Breakups are always tough and painful, and sometimes potentially you might see yourself playing the victim after your breakup.
Be honest – are you playing the victim after your breakup?
Sure, your person has left you and you are alone, devastated, and that is a truly horrible thing. And perhaps you are convinced that your person is a horrible person to just walk out on you even though nothing was wrong. Perhaps you are telling yourself that you are the victim in all of this.
Now, I am not saying that you haven’t been blindsided and hurt deeply – this is how it is at the end of a relationship. But I would argue that perhaps what you are telling yourself isn’t, in fact, true and that if you continue to play the victim in your breakup, if you continue to take no responsibility for its demise, then it will take much longer to heal.
Let me explain why…
1. You will retain your power
When my ex decided he didn’t want to be married to me anymore, I was devastated. I couldn’t believe that my marriage of 18 years was over. And, believe me, the instinct to curl up in a ball and give up was strong. And, to be honest, I did for a while.
And then I met a woman who had already been through a divorce and she changed my life. She told me that it was important to pick my head up and figure out how to move forward. She told me that I had to move out of our family home and bring everything that was important to me with me. She encouraged me to find a lawyer and make a plan for what I wanted my next steps to be. She encouraged me to keep talking and being honest with my kids about what was going on. And she encouraged me to love me in spite of the fact that my soon-to-be-ex no longer did.

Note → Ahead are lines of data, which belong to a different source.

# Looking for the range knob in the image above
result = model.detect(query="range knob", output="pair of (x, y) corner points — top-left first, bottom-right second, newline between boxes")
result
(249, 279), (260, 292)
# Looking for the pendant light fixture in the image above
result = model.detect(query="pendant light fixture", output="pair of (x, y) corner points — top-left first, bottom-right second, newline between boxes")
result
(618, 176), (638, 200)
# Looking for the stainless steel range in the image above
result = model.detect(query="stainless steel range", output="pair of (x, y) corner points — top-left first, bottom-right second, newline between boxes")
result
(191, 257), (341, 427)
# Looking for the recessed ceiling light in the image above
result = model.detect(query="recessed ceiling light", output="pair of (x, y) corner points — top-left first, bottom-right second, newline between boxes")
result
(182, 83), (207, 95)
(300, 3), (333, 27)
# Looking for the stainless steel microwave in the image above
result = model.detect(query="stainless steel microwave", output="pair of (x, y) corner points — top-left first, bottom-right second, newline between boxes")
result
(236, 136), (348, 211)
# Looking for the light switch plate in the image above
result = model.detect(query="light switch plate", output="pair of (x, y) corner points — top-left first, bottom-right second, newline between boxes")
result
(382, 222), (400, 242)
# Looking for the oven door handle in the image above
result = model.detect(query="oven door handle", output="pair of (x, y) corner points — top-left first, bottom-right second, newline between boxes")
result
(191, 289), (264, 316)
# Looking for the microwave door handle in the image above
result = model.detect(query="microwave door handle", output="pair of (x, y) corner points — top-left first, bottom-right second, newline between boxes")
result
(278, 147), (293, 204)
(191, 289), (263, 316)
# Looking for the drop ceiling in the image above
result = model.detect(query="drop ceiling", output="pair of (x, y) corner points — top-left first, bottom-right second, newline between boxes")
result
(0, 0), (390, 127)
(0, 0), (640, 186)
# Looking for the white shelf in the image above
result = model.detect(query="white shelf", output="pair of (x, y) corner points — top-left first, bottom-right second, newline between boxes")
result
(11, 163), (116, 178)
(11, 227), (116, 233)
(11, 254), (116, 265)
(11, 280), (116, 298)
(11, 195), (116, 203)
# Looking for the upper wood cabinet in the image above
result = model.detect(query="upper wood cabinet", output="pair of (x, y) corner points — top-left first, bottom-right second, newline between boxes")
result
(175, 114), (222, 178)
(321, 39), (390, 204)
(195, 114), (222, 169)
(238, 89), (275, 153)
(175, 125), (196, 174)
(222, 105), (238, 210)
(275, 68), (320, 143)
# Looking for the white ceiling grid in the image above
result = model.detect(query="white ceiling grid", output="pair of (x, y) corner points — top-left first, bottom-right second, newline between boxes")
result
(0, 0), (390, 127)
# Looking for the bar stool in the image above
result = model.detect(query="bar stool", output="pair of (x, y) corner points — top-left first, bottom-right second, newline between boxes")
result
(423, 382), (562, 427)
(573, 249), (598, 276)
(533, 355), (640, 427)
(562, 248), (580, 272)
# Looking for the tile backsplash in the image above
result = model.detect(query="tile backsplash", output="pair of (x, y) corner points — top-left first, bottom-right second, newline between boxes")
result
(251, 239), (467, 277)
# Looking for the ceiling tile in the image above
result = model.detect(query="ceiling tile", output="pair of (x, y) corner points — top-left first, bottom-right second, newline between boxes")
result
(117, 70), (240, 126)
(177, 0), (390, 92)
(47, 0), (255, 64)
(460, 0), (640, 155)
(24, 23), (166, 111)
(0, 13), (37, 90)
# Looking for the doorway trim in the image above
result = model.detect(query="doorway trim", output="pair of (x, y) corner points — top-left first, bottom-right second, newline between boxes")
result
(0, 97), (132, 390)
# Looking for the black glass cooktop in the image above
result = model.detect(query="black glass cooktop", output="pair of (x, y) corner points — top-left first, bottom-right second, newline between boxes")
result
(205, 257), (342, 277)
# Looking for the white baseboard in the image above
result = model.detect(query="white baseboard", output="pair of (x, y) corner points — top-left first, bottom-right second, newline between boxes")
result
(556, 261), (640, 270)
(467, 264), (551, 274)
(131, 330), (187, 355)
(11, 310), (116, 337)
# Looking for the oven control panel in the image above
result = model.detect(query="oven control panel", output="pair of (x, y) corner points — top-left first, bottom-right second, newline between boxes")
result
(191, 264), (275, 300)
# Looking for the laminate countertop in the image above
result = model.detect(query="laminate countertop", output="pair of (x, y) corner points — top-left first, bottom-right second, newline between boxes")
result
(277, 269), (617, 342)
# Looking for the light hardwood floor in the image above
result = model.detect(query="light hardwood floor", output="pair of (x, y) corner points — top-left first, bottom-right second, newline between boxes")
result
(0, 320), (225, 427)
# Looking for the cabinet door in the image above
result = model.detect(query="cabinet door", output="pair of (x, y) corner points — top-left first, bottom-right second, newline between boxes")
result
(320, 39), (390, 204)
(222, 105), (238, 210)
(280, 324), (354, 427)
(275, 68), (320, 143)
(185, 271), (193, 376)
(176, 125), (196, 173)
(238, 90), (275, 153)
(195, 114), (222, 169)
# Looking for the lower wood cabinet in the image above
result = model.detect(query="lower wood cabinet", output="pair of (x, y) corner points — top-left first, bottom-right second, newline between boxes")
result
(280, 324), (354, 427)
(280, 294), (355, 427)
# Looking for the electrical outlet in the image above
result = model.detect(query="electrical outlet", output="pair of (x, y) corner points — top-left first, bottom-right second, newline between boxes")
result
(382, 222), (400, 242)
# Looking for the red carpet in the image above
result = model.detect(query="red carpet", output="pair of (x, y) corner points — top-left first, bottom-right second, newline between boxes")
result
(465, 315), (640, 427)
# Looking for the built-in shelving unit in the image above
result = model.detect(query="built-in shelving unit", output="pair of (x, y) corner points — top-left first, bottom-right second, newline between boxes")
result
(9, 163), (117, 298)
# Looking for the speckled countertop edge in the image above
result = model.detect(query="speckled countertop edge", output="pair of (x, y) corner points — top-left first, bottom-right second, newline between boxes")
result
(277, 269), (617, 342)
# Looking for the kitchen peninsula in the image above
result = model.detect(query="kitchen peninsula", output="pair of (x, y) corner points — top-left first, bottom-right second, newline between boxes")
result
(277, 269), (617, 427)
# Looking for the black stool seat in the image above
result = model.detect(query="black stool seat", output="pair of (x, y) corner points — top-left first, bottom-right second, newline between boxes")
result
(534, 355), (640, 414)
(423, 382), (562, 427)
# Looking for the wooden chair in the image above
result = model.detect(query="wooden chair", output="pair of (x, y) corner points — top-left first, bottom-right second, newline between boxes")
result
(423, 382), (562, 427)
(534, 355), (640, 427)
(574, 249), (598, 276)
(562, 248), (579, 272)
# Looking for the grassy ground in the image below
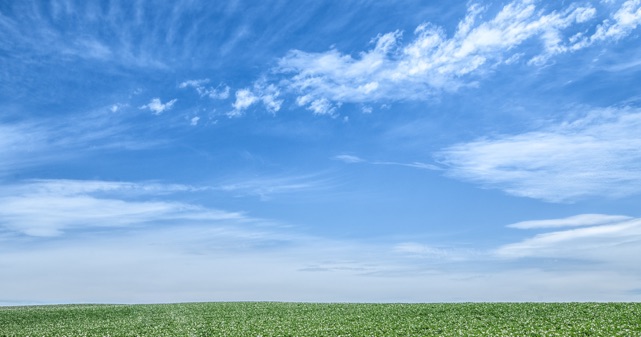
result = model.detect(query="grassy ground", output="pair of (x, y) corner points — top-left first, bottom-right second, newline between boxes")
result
(0, 302), (641, 337)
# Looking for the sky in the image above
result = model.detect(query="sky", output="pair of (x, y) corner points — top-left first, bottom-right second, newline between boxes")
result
(0, 0), (641, 305)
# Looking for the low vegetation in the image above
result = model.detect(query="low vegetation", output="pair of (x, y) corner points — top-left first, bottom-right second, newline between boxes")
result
(0, 302), (641, 337)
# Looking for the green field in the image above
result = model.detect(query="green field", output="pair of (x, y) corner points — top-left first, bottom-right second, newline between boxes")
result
(0, 302), (641, 337)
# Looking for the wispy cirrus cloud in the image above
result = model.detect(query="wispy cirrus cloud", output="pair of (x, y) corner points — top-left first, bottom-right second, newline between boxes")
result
(507, 214), (632, 229)
(436, 108), (641, 202)
(495, 214), (641, 269)
(178, 78), (231, 99)
(275, 0), (641, 116)
(140, 98), (178, 115)
(0, 180), (245, 237)
(0, 105), (162, 176)
(227, 80), (283, 117)
(333, 154), (442, 171)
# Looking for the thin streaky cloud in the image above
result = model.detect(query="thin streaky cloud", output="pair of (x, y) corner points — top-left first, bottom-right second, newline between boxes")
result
(0, 180), (246, 237)
(436, 108), (641, 202)
(276, 0), (641, 116)
(140, 98), (178, 115)
(495, 218), (641, 268)
(507, 214), (632, 229)
(333, 154), (442, 171)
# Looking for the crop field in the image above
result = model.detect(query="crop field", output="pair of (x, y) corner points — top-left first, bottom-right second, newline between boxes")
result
(0, 302), (641, 337)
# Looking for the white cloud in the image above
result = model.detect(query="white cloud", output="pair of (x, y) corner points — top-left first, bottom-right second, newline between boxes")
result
(140, 98), (177, 115)
(495, 215), (641, 269)
(507, 214), (631, 229)
(437, 109), (641, 202)
(334, 154), (441, 170)
(590, 0), (641, 43)
(227, 81), (283, 117)
(0, 180), (243, 236)
(228, 89), (258, 117)
(276, 0), (641, 116)
(178, 78), (231, 99)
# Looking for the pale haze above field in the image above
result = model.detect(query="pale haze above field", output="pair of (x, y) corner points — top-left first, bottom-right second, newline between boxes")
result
(0, 0), (641, 305)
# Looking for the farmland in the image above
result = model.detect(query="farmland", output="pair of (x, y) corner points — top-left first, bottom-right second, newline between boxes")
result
(0, 302), (641, 337)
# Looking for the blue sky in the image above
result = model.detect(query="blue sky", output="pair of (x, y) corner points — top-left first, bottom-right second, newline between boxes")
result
(0, 0), (641, 304)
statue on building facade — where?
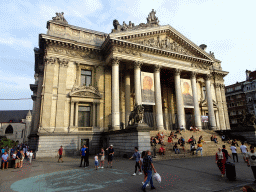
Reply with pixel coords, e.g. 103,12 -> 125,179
52,12 -> 68,24
128,104 -> 144,125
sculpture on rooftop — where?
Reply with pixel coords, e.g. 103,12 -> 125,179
52,12 -> 68,24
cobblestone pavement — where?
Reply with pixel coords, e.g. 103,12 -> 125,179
0,156 -> 256,192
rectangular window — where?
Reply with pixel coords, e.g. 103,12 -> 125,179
80,69 -> 92,87
78,106 -> 91,127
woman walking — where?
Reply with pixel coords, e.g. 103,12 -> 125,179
216,148 -> 226,177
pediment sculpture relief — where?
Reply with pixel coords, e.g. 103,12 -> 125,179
112,9 -> 159,33
129,35 -> 192,55
69,86 -> 101,99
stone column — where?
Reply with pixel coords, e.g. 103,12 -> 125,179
215,83 -> 226,130
220,84 -> 230,129
154,65 -> 164,130
174,69 -> 186,127
205,74 -> 216,129
75,102 -> 78,127
111,59 -> 120,130
69,101 -> 75,127
134,61 -> 142,105
191,72 -> 202,130
125,70 -> 131,127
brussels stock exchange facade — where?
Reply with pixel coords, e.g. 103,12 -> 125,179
30,10 -> 230,156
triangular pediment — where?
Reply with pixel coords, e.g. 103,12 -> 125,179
69,86 -> 101,99
110,25 -> 215,62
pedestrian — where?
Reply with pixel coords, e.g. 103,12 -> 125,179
196,140 -> 203,156
80,145 -> 86,167
94,154 -> 99,170
99,148 -> 105,169
246,145 -> 256,183
230,142 -> 238,163
58,145 -> 63,163
222,145 -> 232,162
216,148 -> 226,177
142,151 -> 156,191
240,142 -> 248,162
1,151 -> 9,170
106,145 -> 115,168
85,145 -> 89,167
29,150 -> 34,164
130,147 -> 142,176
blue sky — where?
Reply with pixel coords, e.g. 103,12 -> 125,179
0,0 -> 256,110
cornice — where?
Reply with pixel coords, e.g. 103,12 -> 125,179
39,34 -> 101,53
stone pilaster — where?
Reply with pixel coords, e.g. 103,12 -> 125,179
215,83 -> 226,130
125,71 -> 131,127
191,72 -> 202,130
39,57 -> 57,132
154,65 -> 164,130
111,59 -> 120,130
55,59 -> 69,132
220,84 -> 230,129
174,69 -> 186,127
205,74 -> 216,129
134,61 -> 142,105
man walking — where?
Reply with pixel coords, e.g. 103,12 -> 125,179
58,145 -> 63,163
142,151 -> 156,191
106,145 -> 115,168
246,145 -> 256,183
240,142 -> 248,162
80,145 -> 86,167
130,147 -> 142,176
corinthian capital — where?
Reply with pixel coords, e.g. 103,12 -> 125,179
134,61 -> 142,68
44,57 -> 57,65
174,69 -> 181,75
111,57 -> 120,65
154,65 -> 161,72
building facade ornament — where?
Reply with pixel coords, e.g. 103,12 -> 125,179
44,57 -> 57,65
58,59 -> 69,67
52,12 -> 68,24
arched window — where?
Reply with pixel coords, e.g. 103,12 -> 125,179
5,125 -> 13,134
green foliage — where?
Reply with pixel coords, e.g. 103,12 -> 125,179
0,138 -> 16,149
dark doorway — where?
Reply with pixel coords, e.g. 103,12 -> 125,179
143,105 -> 154,127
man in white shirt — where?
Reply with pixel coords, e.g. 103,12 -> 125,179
230,143 -> 238,163
246,145 -> 256,183
240,142 -> 248,162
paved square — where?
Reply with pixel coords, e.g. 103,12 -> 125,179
0,156 -> 256,192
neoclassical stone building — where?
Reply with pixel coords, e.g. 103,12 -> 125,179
30,10 -> 230,156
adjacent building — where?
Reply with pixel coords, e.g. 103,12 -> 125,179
0,110 -> 32,143
30,10 -> 230,156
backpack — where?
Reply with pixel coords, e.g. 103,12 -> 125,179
143,155 -> 151,171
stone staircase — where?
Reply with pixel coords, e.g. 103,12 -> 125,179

Are you looking to reclaim your power after a breakup? Read 7 Important Things You Must Know About Healing after A Divorce Or Breakup
These things she taught me were the best things I ever learned. I wanted, more than anything, to just give up. Instead, I took a good look at what I wanted my life to look like and how to get it and I set out to do just that.
I found a therapist and a lawyer and, with their help, defined who I was and what I wanted the rest of my life to look like. Instead of waiting for my ex to file for divorce, I did it. I stood up for myself during our divorce negotiations and got what I needed to move forward and be safe. I spent many hours talking to my kids about what was going on to that they could understand and move forward as well.
By doing all of those things, by not lying down and letting my ex run roughshod over me, by not feeling sorry for myself that I was being abandoned, by not blaming him for everything but understanding my own part in the divorce, I was able to retain my power and get what I needed to move forward and be happy.
2. You will be able to make a change.
When I worked with my therapist around what had happened in my marriage, I learned a lot about myself and my role in its demise.
Right after my husband left me I spent a lot of time angry at him for walking away without making an effort to fix our marriage. We had a family and history and had made vows and he had just walked away.
With time, however, I was able to see that, while I didn’t walk away from our marriage, I did play a role in its demise.